For most of my life, I’ve considered myself a millennial, mostly because I’ve ignored the exact cutoff years for being born in that generation. However – I am, in fact, a Generation Z-er (est. 1999). I come from a baby boomer dad (1964) and a Generation X mom (1966). Whether you fall on the parental or child side of the equation, or not within it all, you’re likely familiar with the dynamic of generational differences (who hasn’t heard the debate about avocado toast and home ownership at this point?).
But here’s one you might not have thought of: Sleeping habits! One U.S. Bureau of Labor Statistics study, published in AP News, looked at the changes in daily habits and activities of millennials and gen-xers and found that millennials actually sleep a little bit more per day than their gen X counterparts.
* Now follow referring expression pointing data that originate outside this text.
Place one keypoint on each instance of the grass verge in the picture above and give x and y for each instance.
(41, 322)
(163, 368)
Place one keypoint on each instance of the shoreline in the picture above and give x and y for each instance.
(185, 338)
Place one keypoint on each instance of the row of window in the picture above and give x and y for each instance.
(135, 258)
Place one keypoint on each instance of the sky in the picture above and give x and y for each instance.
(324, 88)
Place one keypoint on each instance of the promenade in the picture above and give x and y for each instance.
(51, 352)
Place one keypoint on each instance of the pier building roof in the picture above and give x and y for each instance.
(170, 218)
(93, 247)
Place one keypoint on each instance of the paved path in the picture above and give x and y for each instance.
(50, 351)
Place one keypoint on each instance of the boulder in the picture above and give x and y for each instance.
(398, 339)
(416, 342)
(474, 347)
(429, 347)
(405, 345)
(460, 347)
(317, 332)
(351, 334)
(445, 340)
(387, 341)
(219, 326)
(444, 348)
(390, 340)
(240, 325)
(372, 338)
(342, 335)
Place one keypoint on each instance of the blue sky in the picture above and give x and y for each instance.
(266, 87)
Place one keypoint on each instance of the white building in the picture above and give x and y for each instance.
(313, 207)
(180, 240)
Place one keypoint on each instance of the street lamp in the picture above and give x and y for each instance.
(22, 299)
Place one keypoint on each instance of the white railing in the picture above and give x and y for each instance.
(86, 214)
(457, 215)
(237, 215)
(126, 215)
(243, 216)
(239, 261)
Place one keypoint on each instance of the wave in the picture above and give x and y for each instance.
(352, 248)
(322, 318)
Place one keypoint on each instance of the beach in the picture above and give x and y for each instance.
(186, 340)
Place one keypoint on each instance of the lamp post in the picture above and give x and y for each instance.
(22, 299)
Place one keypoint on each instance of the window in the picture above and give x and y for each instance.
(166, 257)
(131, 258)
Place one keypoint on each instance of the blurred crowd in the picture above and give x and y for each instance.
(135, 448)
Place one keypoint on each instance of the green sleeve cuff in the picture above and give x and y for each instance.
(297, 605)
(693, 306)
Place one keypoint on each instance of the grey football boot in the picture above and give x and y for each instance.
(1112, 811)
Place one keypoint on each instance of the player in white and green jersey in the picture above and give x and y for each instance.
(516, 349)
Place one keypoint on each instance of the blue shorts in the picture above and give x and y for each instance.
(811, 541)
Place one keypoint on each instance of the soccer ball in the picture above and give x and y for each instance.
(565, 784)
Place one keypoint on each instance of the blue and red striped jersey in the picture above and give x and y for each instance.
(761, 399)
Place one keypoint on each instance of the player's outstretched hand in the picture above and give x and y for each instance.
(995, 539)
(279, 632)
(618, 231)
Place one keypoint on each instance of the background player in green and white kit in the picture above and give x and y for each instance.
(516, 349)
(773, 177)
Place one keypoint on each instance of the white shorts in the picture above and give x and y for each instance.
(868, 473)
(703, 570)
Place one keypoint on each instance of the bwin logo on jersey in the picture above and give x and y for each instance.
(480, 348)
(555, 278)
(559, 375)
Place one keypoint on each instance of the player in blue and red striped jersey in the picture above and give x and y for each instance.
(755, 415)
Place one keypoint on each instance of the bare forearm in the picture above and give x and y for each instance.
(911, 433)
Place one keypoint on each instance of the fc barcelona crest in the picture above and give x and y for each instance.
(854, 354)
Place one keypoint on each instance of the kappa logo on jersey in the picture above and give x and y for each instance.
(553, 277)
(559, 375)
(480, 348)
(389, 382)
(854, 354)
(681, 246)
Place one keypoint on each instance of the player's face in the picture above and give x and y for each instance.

According to the AP, the study found that “Generation X women were more likely to do housework, care for children, read for pleasure and do lawn work. Millennial women were more inclined to exercise, spend leisure time on computers, take care of their pets, and sleep.”
How’d the researchers get to that conclusion? Michelle Freeman, the senior economist at the Bureau of Labor Statistics and the writer of the report, used data from the American Time Use Survey – a survey administered by the U.S. Bureau of Labor – to examine how millennials in 2019 and gen-xers in 2003 spent their time. (She did this because, as she explained in her report, “In 2019, millennials were the same ages—23 to 38 years—as members of Generation X in 2003.”)
The study looked at men and women, job status, family, location, earnings, education, and activities engaged in. Diving a bit deeper into the area of sleep, the study found that millennials slept 22 minutes longer per day in 2019 than Gen X in 2003. (In this study, specifically, sleep included both naps and spells of sleeplessness.)
Freeman explained how her parents, who were baby boomers, had an uber focus on work and how attitudes towards sleep have changed over the years.
“Sleeping a lot was considered lazy. We now respect the fact that more sleep is good for our health,” said Freeman. In fact, it’s more than good, it’s great: A good night’s sleep may lower your body mass index (BMI) and keep you at a healthy weight, reduce stress, improve your mood, give you energy, and benefit your overall health.
Unfortunately, too many Americans don’t get enough shut-eye. While The Centers for Disease Control and Prevention (CDC) recommends that adults who are 18 to 60 get seven or more hours of sleep, some research suggests most American adults are clocking less than six hours of snooze time per night.
A big takeaway of this study is the generational change of focus on certain activities and societal norms. While the study did include men as well, AP News highlighted one mother and daughter’s relationship and how their experiences differ: Twenty years ago, one went to the mall to find what she needed to shop for, while the other is now on the iPad purchasing items with the simple tap of a screen.
It was also very common for women to be homemakers back in the 50s and 60s, while in the 00s and 10s, we’ve seen a surge in women working, women pushing for equal rights in the workplace, and fathers taking on the role of stay-at-home-dad. We also see women having children later in life, while past generations were having children often in their early 20s. These factors may free up some sleep time for millennials.
Society has shifted with millennials prioritizing more personal needs, like mental health, leisure time, physical fitness, and yes, even sleep. Given the health benefits, that’s a change we can support.